The ship’s large wake rocks the boats and barges moored at the bank. Meili stares at the white clouds sliding across the blue-green water, and the spray hovering above the wake’s splashing waves. Time seems to slow down. She looks up at the river town and through the corner of her eye sees the cruise ship slip away. Beyond it, where the river becomes enclosed by two bulging precipices, a small raft appears to sway towards a place beyond river and sky.

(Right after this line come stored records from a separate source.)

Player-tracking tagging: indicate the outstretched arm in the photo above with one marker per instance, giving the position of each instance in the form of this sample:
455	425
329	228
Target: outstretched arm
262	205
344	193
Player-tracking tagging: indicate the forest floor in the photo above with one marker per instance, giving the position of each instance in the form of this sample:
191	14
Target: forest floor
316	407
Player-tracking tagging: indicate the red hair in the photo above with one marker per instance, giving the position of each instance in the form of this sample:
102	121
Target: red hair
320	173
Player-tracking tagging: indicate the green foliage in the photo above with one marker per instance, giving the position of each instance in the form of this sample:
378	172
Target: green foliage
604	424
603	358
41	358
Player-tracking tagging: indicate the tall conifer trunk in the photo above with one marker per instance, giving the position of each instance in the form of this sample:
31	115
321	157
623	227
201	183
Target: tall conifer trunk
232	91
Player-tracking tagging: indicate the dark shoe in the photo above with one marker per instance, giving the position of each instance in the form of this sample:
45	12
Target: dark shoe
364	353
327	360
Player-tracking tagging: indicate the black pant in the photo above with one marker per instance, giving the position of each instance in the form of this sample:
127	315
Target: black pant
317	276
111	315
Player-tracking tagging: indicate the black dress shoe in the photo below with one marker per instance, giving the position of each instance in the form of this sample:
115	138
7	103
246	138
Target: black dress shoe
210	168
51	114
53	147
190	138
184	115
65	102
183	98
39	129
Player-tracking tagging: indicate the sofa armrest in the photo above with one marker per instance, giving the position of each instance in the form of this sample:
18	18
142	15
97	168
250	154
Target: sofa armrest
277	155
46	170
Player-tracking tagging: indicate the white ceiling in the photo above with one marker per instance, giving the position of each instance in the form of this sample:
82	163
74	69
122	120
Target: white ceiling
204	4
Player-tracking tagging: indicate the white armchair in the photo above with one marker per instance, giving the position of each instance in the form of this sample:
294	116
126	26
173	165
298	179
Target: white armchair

What am I doing, lazing in the sun like an old woman? she says to herself, then remembers that this morning she must go into town to buy mosquito coils and fresh vegetables. It’s her third wedding anniversary today. Kongzi has given her a pair of kitten-heeled shoes as a present, and she’s eager to try them out. They’ve been away for almost three months now, and this evening she wants the three of them to enjoy a celebratory meal. Although the barge hotel is foul-smelling and shabby, there’s a television in the meeting room, which Nannan is happy to watch for hours, so the days go pleasantly by. Meili also wants to phone her brother, who’s working in a coal mine with her father fifty kilometres from Nuwa, and tell him to go home and assure her mother that all is well. As it’s the second week of May, he’ll need to spray the sesame plants with insecticide. Her grandmother is eighty years old and too frail to help in the fields.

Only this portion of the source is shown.